Most businesses and institutions have some form of sexual harassment policy and most of them proclaim “zero tolerance.” But my two cents? I call foul.

Why? Because just because the policy exists doesn’t for a second mean that it’s worth the paper it’s written on. In order for any policy to be valid it has to be enforced and if it’s not then it might as well not exist. In my experience “zero tolerance” for sexual harassment usually means no tolerance only if someone actually comes forward and says something and only if there was actually groping involved. But what about that 23 year-old guy who thinks he’s being funny or cute by telling his 16 year-old co-worker to smile more or the supervisor who makes lewd comments because he’s trying to be cool? What about when an employee is asked out repeatedly by a co-worker even when they have clearly stated their disinterest time and time again? What about that student who’s been sexually assaulted by a classmate but is still forced to endure the unwanted attention in class because there isn’t any “evidence” of the assault or it happened off-campus? When any of these, or any number of other similar situations, are ignored it completely negates the policy. When the people with the power choose to ignore what happens in their workplace it opens the door for violators of sexual harassment policies to get away with far more than they ever should. And while no one can know everything that goes on I think that everyone has a responsibility to be aware of what is taking place around them. If you see that 16 year-old co-worker quietly slink away from the older man or if you know your friend has been harassed you have an obligation to say something. And furthermore, if you are in a position of power you have an obligation to take all allegations seriously.

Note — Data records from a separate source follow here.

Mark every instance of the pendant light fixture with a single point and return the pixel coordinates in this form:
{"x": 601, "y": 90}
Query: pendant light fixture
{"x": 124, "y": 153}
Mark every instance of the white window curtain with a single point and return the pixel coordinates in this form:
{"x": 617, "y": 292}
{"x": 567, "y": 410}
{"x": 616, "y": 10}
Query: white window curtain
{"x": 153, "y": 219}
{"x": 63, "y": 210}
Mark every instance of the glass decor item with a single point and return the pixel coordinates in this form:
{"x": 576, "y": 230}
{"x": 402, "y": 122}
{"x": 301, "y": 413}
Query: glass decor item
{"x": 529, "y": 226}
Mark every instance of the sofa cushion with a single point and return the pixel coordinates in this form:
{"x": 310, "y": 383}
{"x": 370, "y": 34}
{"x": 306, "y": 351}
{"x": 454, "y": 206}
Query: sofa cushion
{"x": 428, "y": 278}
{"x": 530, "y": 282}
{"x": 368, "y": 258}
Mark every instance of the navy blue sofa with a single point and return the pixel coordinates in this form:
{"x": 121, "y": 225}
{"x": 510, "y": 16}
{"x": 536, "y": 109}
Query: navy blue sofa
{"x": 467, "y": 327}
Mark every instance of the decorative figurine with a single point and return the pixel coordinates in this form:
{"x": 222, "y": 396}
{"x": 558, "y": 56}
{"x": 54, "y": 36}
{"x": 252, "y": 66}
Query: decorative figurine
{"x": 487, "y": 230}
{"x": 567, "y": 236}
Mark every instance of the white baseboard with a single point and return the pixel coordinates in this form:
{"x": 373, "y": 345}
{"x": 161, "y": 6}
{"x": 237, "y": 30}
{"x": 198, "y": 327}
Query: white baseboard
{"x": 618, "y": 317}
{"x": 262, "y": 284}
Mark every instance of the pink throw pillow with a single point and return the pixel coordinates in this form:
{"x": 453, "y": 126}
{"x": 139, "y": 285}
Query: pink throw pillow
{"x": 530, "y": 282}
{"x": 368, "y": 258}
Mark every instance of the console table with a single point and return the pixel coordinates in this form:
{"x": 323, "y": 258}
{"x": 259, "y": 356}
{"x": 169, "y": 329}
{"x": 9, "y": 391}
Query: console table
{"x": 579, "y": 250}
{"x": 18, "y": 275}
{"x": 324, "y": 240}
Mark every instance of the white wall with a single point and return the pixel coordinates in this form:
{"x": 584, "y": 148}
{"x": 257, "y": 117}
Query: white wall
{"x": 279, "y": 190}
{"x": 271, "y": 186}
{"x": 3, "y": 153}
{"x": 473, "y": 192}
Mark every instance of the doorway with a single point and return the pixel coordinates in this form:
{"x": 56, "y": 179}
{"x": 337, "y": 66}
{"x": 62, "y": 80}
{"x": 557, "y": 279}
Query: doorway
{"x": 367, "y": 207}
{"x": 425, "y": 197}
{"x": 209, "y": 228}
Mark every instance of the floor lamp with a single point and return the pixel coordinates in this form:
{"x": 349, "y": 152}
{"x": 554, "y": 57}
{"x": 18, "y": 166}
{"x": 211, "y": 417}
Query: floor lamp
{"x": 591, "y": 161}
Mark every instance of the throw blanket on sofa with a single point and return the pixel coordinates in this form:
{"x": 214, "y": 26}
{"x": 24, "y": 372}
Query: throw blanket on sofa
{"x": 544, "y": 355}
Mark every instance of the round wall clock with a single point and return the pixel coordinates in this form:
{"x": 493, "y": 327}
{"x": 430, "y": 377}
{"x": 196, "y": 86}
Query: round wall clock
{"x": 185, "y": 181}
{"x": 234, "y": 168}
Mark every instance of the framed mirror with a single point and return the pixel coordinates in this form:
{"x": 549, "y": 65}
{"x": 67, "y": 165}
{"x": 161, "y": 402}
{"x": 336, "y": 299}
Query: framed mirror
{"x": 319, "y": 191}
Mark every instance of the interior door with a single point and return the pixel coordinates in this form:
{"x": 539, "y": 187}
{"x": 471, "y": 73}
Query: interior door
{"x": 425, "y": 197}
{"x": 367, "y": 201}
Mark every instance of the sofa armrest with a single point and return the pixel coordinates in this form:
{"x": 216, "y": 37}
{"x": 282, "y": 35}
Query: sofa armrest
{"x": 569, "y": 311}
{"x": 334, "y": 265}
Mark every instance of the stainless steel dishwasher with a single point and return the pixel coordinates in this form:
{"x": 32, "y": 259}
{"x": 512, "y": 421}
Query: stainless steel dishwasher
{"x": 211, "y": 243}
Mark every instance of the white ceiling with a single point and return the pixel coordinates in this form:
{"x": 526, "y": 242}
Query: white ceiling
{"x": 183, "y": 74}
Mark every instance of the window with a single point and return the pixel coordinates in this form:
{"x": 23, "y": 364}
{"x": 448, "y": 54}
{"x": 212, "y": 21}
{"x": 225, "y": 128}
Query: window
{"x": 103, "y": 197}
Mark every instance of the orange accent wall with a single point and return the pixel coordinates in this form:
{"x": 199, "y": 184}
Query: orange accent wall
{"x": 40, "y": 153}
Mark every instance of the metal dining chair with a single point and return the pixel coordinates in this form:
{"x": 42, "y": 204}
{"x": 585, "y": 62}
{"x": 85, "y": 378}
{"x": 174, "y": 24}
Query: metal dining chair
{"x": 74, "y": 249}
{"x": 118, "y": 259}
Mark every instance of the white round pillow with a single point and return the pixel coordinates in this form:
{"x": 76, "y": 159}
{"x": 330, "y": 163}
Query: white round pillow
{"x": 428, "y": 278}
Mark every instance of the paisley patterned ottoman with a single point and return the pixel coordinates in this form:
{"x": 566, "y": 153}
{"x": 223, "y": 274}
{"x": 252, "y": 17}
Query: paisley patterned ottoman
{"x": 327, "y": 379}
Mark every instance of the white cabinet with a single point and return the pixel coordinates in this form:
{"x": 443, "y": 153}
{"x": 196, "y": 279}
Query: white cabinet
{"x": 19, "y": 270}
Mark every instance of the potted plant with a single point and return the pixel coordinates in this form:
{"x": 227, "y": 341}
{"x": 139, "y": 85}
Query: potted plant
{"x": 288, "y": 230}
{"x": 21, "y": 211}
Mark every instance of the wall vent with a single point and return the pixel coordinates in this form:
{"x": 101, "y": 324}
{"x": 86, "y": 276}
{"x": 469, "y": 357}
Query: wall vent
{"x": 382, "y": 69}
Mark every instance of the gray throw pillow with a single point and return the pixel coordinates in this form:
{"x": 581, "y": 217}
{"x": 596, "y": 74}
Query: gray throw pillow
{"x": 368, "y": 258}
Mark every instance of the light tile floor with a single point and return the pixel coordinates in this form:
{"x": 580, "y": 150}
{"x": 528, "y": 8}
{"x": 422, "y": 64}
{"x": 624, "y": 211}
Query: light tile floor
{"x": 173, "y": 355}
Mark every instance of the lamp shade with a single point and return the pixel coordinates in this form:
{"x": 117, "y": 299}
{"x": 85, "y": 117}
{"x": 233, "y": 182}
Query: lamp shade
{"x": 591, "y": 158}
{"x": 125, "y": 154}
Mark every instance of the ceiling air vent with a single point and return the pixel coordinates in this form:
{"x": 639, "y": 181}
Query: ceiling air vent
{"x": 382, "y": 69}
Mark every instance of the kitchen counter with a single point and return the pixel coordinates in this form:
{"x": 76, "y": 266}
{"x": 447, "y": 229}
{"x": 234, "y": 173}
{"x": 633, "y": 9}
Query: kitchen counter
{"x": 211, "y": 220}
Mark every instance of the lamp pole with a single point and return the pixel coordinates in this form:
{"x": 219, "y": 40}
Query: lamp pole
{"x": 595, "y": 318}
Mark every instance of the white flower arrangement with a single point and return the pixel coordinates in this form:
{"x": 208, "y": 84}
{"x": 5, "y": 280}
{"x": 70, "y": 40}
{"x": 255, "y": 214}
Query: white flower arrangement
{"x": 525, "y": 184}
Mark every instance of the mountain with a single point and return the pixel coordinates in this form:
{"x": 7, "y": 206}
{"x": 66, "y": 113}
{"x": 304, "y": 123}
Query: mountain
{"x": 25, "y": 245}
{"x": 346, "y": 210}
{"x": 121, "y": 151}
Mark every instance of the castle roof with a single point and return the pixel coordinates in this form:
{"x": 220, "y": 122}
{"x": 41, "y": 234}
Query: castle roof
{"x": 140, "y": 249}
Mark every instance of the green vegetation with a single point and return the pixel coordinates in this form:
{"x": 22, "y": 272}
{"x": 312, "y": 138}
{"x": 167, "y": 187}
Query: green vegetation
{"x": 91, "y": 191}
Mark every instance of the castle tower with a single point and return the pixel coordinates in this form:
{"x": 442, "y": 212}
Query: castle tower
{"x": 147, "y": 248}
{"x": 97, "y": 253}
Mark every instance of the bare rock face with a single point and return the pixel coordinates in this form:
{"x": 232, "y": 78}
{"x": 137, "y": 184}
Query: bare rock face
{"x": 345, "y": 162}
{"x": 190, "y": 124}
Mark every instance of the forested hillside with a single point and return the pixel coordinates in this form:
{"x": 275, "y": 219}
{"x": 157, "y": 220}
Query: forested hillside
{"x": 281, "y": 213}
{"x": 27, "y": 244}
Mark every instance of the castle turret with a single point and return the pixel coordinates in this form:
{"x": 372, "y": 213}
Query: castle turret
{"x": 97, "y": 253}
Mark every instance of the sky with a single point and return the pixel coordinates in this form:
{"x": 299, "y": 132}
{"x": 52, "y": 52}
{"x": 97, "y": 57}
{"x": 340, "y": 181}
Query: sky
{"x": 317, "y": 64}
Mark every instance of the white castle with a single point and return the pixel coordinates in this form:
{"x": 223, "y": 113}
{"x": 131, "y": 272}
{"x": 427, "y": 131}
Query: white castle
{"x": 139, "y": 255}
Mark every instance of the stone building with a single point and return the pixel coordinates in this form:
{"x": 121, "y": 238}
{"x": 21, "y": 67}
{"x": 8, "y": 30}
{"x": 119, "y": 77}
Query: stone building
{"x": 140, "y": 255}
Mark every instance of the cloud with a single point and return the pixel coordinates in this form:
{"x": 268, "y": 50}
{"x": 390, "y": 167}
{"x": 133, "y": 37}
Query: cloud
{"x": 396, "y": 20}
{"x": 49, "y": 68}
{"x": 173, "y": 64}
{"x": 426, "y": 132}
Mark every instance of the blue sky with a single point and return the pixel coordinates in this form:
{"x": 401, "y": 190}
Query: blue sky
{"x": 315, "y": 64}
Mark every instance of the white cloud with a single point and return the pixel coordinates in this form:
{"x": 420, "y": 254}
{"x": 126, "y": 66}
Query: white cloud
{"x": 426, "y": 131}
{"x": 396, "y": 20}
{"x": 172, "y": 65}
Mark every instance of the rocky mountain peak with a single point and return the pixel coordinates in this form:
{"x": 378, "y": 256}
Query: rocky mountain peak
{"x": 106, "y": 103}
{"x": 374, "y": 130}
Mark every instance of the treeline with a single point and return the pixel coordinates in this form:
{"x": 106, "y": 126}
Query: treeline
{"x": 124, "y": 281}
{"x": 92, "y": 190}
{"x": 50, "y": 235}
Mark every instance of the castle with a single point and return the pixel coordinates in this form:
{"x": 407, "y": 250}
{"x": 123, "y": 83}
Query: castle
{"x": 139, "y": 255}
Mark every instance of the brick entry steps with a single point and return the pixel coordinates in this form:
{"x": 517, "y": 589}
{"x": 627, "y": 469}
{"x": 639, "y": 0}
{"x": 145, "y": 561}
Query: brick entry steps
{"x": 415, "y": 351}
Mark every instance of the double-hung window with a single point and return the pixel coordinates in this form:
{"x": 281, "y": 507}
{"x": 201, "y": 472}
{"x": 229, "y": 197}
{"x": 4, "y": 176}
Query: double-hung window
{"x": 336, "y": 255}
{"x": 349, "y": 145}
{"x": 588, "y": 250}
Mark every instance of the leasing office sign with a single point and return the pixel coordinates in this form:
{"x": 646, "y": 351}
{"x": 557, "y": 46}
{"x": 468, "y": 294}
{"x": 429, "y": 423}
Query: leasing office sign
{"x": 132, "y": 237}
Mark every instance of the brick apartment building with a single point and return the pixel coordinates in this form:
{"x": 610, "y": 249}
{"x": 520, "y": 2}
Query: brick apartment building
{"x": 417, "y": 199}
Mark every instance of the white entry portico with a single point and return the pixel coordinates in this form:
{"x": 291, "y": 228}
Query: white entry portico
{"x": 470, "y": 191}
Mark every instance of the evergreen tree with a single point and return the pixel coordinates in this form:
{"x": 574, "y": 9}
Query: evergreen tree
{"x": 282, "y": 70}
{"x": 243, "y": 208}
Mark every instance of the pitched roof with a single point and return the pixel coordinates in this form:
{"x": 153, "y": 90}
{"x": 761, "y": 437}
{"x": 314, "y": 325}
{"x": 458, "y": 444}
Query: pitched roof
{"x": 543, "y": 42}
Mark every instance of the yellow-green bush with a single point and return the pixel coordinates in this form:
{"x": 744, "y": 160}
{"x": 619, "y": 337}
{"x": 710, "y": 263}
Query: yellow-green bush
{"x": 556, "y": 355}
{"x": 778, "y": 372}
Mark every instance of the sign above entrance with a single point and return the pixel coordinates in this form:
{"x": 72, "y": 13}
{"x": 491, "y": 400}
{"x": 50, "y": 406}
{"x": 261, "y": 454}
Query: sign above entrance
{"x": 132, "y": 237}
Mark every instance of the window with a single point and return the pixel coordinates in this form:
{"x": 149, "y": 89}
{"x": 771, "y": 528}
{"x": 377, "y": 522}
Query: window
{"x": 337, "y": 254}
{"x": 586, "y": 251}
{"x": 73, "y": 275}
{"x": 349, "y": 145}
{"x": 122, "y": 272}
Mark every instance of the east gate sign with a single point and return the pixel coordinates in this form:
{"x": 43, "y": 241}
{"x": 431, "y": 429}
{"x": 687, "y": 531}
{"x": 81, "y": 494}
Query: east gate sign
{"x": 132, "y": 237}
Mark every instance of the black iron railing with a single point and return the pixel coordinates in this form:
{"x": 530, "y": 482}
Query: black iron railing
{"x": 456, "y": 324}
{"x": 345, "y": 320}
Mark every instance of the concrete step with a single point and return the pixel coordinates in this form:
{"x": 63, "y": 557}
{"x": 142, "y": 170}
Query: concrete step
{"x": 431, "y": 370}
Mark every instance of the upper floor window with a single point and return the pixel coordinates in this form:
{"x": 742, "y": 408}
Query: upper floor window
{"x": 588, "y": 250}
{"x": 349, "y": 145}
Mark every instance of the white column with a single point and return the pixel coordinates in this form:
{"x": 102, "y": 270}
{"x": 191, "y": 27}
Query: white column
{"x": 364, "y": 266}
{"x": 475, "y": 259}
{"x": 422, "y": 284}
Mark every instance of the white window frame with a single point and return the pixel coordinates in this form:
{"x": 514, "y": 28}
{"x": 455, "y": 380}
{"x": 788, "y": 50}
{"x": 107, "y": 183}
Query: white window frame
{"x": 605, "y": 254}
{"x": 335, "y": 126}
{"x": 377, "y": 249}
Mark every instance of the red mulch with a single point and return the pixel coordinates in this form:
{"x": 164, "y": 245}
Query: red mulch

The tendency to minimize sexual harassment and assault by tidying it away under the rug in order to maintain a pristine reputation is causing a systemic problem in our society. And “zero tolerance” policies that are not honoured are perpetuating it. The illusion of consequence isn’t enough. The illusion of consequence makes it possible for predators to get away with anything and it makes victims afraid to come forward. Knowing that you’ll be told to keep quiet makes it feel hopeless to even bother trying to seek justice for an attack. And victims not coming forward right away seems to cause a lot of resistance to believing their stories. You see the nasty cycle we’ve created here? There are a lot of things that need to happen in the world to get the epidemic of sexual assault under control but, I think, actually honouring the “zero tolerance” policies we claim to follow will go a long way to helping break the cycle.